Although like EMA, the World Health Organization (WHO) has stood behind AstraZeneca and more countries, supporting the assertion that the suspension has all been fueled by politics, as governments, not scientific institutions, were making the decision to suspend the vaccine, more countries are moving to reverse their decision to suspend AstraZeneca.
“What is the point to have scientific institutions like the EMA and the WHO if decisions on vaccines are taken on political grounds?” asked Sylvain Giraud, a health directorate official.
Many of the countries who made the decision to suspend AstraZeneca are believed to have done so following the steps of others.
French media have suggested the suspensions by Paris, Rome and Madrid were in concert, with leaders in all three countries deciding in a series of phone calls after Germany’s decision that they had no option but to suspend.
Although the WHO reiterated on Friday that the AstraZeneca batches under question were manufactured in Europe, while its vaccine attached to COVAX were made in India and South Korea, many African countries, who depend solely on COVAX, are contemplating their choice of AstraZeneca, just like Congo.
Nigeria, Africa’s most populous nation received its first batch of AstraZeneca earlier this month, and has been under pressure to suspend it following the steps of other countries.
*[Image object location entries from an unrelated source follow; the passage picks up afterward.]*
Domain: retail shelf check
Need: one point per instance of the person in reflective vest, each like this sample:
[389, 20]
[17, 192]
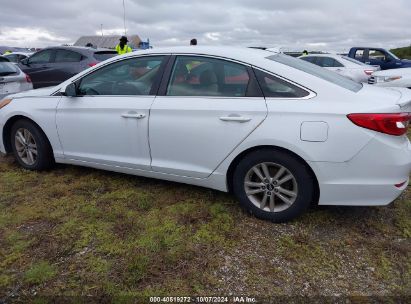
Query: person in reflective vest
[122, 47]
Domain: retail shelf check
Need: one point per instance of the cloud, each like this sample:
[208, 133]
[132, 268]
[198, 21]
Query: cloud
[298, 24]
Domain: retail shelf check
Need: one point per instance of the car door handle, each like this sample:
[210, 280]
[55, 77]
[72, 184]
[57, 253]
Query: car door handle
[235, 118]
[133, 115]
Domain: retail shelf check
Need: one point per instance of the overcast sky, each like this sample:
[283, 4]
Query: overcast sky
[291, 24]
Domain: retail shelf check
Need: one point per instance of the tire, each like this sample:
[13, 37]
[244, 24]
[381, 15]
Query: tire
[286, 195]
[28, 139]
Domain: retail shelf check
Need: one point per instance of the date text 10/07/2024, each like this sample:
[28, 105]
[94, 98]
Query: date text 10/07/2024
[231, 299]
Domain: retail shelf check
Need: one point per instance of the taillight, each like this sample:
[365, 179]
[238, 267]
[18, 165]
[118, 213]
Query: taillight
[392, 124]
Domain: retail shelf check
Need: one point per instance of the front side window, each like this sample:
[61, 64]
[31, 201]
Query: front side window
[275, 87]
[13, 57]
[328, 62]
[134, 76]
[67, 56]
[41, 57]
[202, 76]
[359, 54]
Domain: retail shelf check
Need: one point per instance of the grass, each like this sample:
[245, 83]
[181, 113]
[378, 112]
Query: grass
[81, 232]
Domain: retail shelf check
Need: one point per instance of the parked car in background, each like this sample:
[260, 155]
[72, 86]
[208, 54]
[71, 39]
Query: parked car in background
[12, 79]
[378, 56]
[270, 128]
[3, 59]
[16, 57]
[342, 65]
[51, 66]
[392, 78]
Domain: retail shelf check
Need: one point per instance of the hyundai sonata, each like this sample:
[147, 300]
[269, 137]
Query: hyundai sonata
[278, 132]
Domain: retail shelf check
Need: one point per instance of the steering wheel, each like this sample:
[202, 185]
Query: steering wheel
[124, 88]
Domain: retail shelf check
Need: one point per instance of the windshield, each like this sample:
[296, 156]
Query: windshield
[317, 71]
[392, 55]
[353, 60]
[7, 68]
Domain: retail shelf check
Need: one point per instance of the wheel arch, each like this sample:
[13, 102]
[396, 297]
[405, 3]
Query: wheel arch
[7, 131]
[239, 157]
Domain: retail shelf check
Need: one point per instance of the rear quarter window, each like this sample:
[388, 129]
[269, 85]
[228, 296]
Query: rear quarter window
[103, 55]
[7, 68]
[273, 86]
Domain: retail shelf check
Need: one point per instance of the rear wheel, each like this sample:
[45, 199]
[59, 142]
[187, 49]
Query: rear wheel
[30, 146]
[273, 185]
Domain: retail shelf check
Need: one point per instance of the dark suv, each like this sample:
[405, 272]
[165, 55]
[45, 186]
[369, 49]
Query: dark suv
[51, 66]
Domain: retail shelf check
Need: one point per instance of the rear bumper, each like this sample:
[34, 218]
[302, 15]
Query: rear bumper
[369, 178]
[2, 148]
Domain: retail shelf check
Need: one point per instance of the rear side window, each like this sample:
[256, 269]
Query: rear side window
[317, 72]
[7, 68]
[202, 76]
[41, 57]
[103, 55]
[309, 59]
[275, 87]
[67, 56]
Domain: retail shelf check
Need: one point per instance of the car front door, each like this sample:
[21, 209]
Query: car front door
[107, 123]
[38, 68]
[207, 108]
[65, 65]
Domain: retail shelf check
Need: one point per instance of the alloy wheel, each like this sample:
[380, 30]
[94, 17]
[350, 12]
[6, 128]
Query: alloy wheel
[26, 146]
[271, 187]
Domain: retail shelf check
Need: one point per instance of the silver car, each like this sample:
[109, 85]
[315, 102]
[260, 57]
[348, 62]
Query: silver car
[12, 79]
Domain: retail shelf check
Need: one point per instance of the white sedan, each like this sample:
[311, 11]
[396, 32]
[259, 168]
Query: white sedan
[343, 65]
[276, 131]
[392, 78]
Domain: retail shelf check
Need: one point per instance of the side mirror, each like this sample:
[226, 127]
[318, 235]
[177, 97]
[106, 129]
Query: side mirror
[69, 91]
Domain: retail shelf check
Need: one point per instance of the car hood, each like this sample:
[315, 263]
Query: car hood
[35, 93]
[393, 72]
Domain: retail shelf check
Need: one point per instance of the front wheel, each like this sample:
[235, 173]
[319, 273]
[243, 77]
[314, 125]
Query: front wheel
[273, 185]
[30, 146]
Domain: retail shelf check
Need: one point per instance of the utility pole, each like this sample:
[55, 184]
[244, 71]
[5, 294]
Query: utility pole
[124, 18]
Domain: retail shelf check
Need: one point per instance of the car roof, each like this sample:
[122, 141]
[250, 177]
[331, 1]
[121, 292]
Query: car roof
[77, 48]
[242, 54]
[19, 53]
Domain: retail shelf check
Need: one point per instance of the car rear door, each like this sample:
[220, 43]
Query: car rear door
[107, 123]
[38, 68]
[205, 108]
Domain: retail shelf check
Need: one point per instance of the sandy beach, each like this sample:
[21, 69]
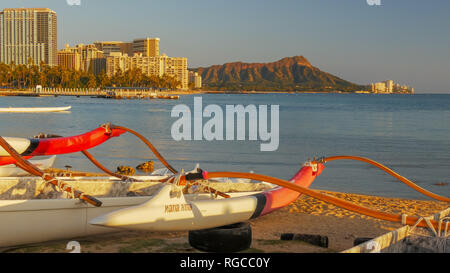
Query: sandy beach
[305, 216]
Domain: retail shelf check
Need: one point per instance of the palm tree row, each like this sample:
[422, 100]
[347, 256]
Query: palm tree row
[30, 75]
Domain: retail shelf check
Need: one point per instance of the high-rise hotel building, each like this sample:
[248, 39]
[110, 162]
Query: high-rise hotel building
[28, 33]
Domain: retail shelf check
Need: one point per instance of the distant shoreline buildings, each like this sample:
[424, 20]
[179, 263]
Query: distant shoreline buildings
[31, 34]
[28, 34]
[389, 87]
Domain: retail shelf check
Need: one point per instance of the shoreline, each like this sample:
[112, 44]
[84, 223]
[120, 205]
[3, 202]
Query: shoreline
[304, 216]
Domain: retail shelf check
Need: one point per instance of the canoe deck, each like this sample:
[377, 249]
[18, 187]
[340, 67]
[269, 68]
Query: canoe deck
[28, 188]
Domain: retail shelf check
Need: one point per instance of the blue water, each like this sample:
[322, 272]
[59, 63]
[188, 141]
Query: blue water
[410, 134]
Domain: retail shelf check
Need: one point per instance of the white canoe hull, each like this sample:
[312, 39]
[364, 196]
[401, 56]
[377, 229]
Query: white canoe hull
[13, 170]
[34, 109]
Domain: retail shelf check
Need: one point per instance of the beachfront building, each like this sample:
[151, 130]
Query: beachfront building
[108, 47]
[148, 47]
[151, 66]
[82, 58]
[28, 34]
[69, 59]
[195, 79]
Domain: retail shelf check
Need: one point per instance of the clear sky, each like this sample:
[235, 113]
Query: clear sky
[407, 41]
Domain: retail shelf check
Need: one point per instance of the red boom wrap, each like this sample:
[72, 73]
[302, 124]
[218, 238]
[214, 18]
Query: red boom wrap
[282, 197]
[67, 145]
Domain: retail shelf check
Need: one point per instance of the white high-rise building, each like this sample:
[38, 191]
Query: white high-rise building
[28, 33]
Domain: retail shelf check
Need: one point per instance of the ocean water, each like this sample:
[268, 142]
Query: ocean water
[408, 133]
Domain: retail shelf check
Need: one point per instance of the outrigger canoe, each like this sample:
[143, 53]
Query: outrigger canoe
[29, 216]
[172, 202]
[34, 109]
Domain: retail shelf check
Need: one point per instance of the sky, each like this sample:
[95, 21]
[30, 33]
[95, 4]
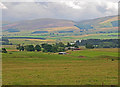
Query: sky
[75, 10]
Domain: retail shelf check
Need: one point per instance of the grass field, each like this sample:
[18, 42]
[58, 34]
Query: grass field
[84, 67]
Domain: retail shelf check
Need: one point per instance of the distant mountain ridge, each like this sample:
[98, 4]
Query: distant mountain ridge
[51, 25]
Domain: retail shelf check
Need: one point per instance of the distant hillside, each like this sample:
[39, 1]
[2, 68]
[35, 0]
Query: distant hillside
[104, 22]
[47, 25]
[39, 24]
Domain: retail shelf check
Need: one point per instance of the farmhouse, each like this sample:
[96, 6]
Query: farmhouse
[62, 53]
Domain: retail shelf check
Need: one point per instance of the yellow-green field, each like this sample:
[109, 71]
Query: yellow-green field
[84, 67]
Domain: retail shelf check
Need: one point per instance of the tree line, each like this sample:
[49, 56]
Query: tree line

The West African country said there is no reason so far to stop administering the jab.
Apart from the fact that AstraZeneca batches being administered in Europe and Africa are not the same, Nigeria has not recorded any case of blood clot to compel her to suspend the jab.
Unlike Europe which has access to multiple vaccines, Africa’s choices are narrowed due to lack of funds, inadequate infrastructure and hot climate. It will therefore hurt its chances to contain the pandemic if African countries begin to tow the path of Europe just for political correctness.